25-10-2019 | di COOPI
First organic cashew export in Sierra Leone
Sierra Leone is about to export its very first organic cashews.
The organic cashew certification process is part of the four-year project "Fostering Smallholder Agriculture in Sierra Leone", funded by the European Union and to be completed in December 2020, with the aim of reducing food insecurity and increasing the income of farming households in the Eastern Province (districts of Kenema, Kailahun and Kono) and in the Northern Province (districts of Kambia, Port Loko and Bombali) of Sierra Leone, in consortium with Welt Hunger Hilfe (WHH) and Interaid.
Monoarul Islam, COOPI project leader in Sierra Leone, highlighted the success of the cashew certification process: "Organic certification was another crucial step in developing cashew value chain and launching it into the international market, so much so that from the beginning of the project to date, cashew production in the country has increased 500 times.”
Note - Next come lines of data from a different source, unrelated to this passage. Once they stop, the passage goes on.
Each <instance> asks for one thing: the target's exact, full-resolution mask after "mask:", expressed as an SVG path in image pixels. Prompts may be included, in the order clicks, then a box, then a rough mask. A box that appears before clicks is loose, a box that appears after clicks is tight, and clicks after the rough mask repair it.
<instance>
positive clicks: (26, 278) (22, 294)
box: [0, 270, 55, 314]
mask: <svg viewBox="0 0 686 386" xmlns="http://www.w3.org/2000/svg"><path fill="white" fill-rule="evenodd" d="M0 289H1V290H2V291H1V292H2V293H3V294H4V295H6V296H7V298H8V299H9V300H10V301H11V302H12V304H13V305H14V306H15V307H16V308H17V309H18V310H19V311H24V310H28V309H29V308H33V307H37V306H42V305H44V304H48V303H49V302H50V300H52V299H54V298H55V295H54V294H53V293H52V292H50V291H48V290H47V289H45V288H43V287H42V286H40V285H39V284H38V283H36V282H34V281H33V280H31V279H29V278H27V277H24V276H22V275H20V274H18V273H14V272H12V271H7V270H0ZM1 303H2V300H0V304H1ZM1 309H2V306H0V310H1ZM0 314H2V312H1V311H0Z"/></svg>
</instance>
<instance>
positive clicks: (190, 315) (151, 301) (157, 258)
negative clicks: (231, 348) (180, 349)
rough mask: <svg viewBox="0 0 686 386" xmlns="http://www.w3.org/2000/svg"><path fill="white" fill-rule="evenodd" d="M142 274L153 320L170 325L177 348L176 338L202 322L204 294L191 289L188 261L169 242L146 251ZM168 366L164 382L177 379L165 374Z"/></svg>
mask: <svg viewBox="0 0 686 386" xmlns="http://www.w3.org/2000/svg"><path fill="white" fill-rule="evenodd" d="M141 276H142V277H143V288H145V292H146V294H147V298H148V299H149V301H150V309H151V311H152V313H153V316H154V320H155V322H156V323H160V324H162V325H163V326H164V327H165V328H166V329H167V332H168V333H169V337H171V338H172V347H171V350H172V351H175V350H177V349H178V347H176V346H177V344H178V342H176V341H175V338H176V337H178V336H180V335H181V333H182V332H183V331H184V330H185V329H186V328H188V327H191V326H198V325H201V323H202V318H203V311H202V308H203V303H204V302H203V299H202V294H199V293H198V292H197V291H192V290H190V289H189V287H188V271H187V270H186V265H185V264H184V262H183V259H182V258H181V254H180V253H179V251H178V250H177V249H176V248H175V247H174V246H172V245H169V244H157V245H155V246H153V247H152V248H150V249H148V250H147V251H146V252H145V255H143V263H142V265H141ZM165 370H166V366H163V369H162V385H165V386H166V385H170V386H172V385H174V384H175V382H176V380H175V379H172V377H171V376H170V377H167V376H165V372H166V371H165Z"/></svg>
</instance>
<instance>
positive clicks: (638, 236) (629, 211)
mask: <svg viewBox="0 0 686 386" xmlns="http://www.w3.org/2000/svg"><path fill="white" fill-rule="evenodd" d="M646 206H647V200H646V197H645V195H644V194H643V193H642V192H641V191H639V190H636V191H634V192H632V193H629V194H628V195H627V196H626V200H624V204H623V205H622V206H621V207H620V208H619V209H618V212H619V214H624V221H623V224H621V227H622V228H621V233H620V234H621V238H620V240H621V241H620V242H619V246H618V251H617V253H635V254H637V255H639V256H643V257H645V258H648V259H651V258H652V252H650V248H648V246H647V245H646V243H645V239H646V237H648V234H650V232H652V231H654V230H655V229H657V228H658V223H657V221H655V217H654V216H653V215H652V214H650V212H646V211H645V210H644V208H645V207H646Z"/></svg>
In recent weeks, consultants in charge of inspecting cashew crops have started checking that rules and regulations on organic farming were abided by and they will be visiting about 1,500 farmers crops before the end of October.
Consultants inspection during the certification process
Mr. Kamara is one of the farmers’ representatives in the District of Bombali, and he shared its excitement for achieving this important result: “Being part of the organic certification process is an economic opportunity for local farmers but it is also a good practice for the protection and management of the environment and natural resources.”
Mr. Kamara, one of the farmers' representatives
Since 2012, COOPI has been promoting the cashew value chain in the north of the country, by improving and strengthening the production, processing and marketing phases. Thanks to the ProACT 2015 project funded by the European Union, COOPI continue to assist about 3,000 small farmers in the districts of Kambia, Bombali, PortLoko and Karene, through an integrated approach, which takes into account sustainability and resilience of intercropping crops and good agroforestry practices, gender and women’s empowerment.